Homepage Latest news Mental Welfare Commission response to coronavirus emergency legislation

Mental Welfare Commission response to coronavirus emergency legislation

Publication date: 31 Mar, 2020

The Coronavirus (Scotland) Bill introduced in the Scottish Parliament today contains measures that affect vulnerable adults who lack capacity and are treated under the Adults with Incapacity Act.

These measures - along with changes to the Mental Health Act that came in with the UK Coronavirus Act (2020) - will have a significant impact on the way in which professionals and services care for and work with people with mental illness, learning disability, dementia and related conditions. 

Dr Arun Chopra, Medical Director, Mental Welfare Commission, said: 

"'We understand the need for this emergency legislation to become available during these exceptional times, but we would want to see the reduction in safeguards to only be used if absolutely necessary, and for as short a time as is possible. 

'We particularly note the significant changes to how Section 13ZA would operate in emergency measures - removing the obligation to consider the past and present wishes of the adult who lacks capacity and significant others, and to enable the local authority to pursue securing community care provision even if a welfare guardian, or a welfare attorney already has the power related to these steps - this might include decisions about moving an adult who lacks capacity to a residential setting. We believe it is vital that effective mechanisms are in place to scrutinise how and when these powers are used.

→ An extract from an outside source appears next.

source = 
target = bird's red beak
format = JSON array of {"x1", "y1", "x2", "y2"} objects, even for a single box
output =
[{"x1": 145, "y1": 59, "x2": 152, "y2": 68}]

'Meanwhile, at the Commission, we will ensure that our advice and guidance is attuned to the changing needs of services and patients and relatives. We will also ensure our monitoring role on the Mental Health Act is able to record and report on use of the emergency laws when these are in place across Scotland, and we will publish data on its use in due course.'

Mental Health Act

The Commission has a statutory duty to monitor the Mental Health Act and publish data for the whole of Scotland. This role will be even more critical at this time, when emergency legislation, if required to be used, will have an impact on the safeguards laid down in law.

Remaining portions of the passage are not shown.